SCOTUS and Fouled-Up Free Speech
What constitutes an “immoral or scandalous” trademark? And who gets to decide?
This week the Supreme Court of the United States (SCOTUS) rendered yet another smackdown to the U.S. Patent and Trademark Office (USPTO), ruling it cannot censor trademarks it views as “immoral or scandalous” — whatever that is. Joined by Justices Ruth Bader Ginsburg, Clarence Thomas, Samuel Alito, Neil Gorsuch, and Brett Kavanaugh, Justice Elena Kagan delivered the Court’s opinion, stating, “The First Amendment does not allow the government to penalize views just because many people, whether rightly or wrongly, see them as offensive.” This, after rendering a related opinion two years ago striking down a similar USPTO ban on “disparaging” trademarks — whatever those are. And therein lies the problem.

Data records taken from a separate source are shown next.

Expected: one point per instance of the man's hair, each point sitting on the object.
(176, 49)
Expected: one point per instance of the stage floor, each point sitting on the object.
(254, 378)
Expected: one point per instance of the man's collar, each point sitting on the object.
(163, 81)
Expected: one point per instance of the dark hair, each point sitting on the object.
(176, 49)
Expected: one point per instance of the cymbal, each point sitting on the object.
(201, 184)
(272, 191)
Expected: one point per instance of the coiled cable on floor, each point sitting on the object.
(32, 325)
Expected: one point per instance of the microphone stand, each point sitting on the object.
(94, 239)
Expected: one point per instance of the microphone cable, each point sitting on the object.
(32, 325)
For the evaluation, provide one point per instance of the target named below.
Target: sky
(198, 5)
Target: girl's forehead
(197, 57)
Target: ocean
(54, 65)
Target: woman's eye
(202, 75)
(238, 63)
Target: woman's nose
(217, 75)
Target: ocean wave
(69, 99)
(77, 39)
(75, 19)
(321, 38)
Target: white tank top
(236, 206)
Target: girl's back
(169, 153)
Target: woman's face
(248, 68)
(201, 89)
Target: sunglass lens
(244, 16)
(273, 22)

“Free speech”, by definition is, well, free. Our Constitution has been gerrymandered no small amount by carve-outs to “free” speech, each of which permit a license to the government to censor certain speech by calling it, effectively, “not ‘free speech.’” In legal jargon, such utterances and expressions are said to be “unprotected” — unprotected, that is, by the U.S. Constitution. Of course, the Constitution itself is utterly silent on the issue of “unprotected” speech, simply stating, “Congress shall make no law … abridging the freedom of speech…” But the courts have certainly not been so silent.

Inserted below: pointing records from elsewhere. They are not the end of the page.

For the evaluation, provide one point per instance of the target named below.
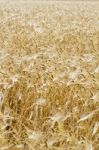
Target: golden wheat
(49, 75)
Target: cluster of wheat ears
(49, 75)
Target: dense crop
(49, 75)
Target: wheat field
(49, 75)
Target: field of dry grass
(49, 75)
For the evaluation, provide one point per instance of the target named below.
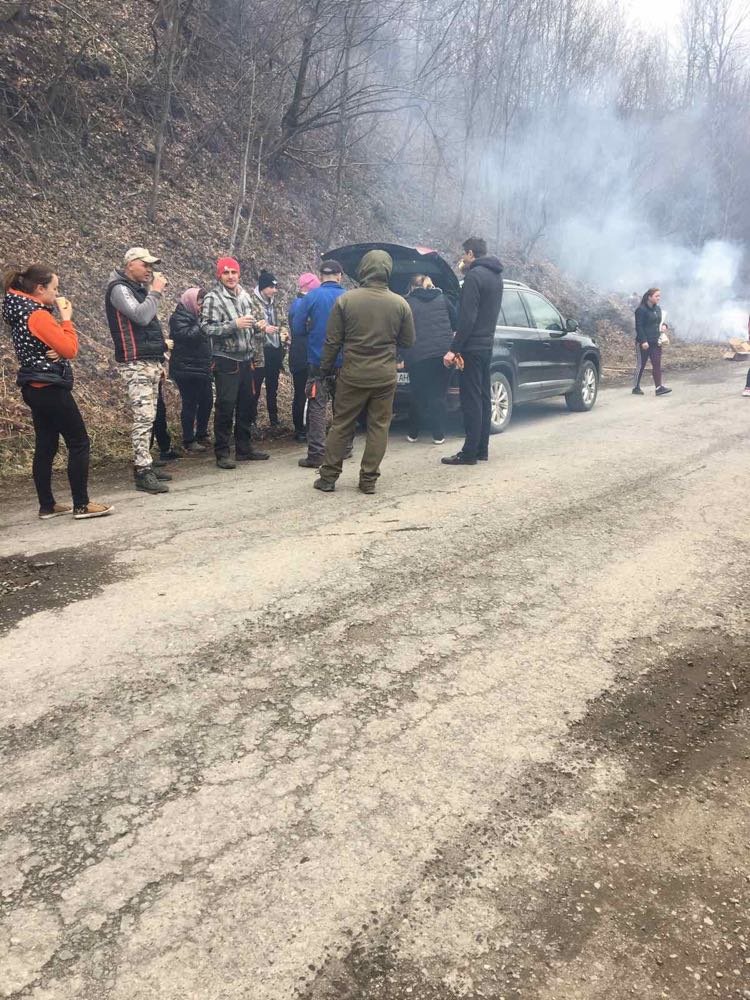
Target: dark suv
(537, 353)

Thus, “obscenity,” “fighting words,” “fraudulent misrepresentation,” “advocacy of imminent lawless behavior,” and “defamation” over the years have been judicially morphed into “unprotected” speech. Perhaps there’s a place for such “aardvark” speech categories. Perhaps. The real problem manifests itself, though, when government agencies hold the hammer on what-is-and-what-is-not “free speech.” That’s when human-in-the-loop problems — biases, errors in judgment, and outright maliciousness — arise. Fortunately, the Court is now attempting to put the genie at least partially back in the bottle, holding that it is not the role of the USTPO to “deem” which images or words are “immoral” or “scandalous.” In the instant case the USPTO had refused registration of the acronym formed from the words, “Friends U Can’t Trust.” Yes, we know what it spells and sounds like — puhleaze: Tack on “Up” after it and you’re left with our opinion of the acronym itself. That said, as to the right to such a trademark, that’s a different story.

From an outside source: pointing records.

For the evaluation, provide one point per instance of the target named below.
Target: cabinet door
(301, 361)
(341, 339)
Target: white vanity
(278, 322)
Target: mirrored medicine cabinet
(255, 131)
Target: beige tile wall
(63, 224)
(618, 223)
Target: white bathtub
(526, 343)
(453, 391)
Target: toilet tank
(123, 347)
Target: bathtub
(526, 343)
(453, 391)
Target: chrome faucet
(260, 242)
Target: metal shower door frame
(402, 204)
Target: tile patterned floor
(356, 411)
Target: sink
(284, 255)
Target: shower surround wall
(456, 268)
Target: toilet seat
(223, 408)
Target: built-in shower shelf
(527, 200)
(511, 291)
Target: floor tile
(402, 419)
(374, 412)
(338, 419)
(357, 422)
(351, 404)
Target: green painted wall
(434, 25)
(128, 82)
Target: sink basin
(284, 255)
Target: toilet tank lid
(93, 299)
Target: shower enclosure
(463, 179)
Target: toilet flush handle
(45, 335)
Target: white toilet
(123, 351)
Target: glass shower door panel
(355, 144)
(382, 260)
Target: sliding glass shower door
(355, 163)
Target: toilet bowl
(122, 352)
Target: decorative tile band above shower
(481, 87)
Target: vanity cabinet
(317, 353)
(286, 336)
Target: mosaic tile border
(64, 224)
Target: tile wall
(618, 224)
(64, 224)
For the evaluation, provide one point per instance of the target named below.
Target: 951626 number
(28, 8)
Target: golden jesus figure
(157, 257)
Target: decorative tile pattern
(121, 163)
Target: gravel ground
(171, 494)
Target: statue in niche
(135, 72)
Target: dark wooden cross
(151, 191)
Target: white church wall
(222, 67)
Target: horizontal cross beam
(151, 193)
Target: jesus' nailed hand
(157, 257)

Though all nine justices agreed on striking down the USPTO’s ban on “immoral” trademarks, three — Chief Justice John Roberts, Justice Stephen Breyer, and Justice Sonia Sotomayor — disagreed with the decision as to “scandalous” trademarks, believing such a designation could serve a “legitimate purpose” in barring “vulgarity and profanity.” Again: “Maybe.” But is it really the USPTO’s job to parse through the muck of what is and isn’t “scandalous”? Isn’t this the same kind of reasoning that attempted to ban the Washington Redskins’ trademark as well as the Asian-American band called the “Slants”? Where does such reasoning stop?
Attempts to define any of those terms — “scandalous,” “vulgarity,” and “profanity” — are a lot easier said than done, by the way: Over half a century of all-over-the-map jurisprudence in the gooey mess that is “free speech” amply bears this fact out, and can be found through a simple Internet search on the topic.
Notwithstanding our own opinion of the asinine trademark sought in this landmark case, we wholeheartedly agree with the Court’s nine-zip opinion, which effectively evicts the USPTO from its increasingly censorious “Morality Police” throne. In a free society, being occasionally offended is the price we all pay for being able to say what we want — through words, expressions, or even trademarks — without fear of “groupthink” censoring on the part of the anointed-few holding positions of government power. With this week’s decision, SCOTUS echoes that sentiment and gets the USPTO out of the censor business.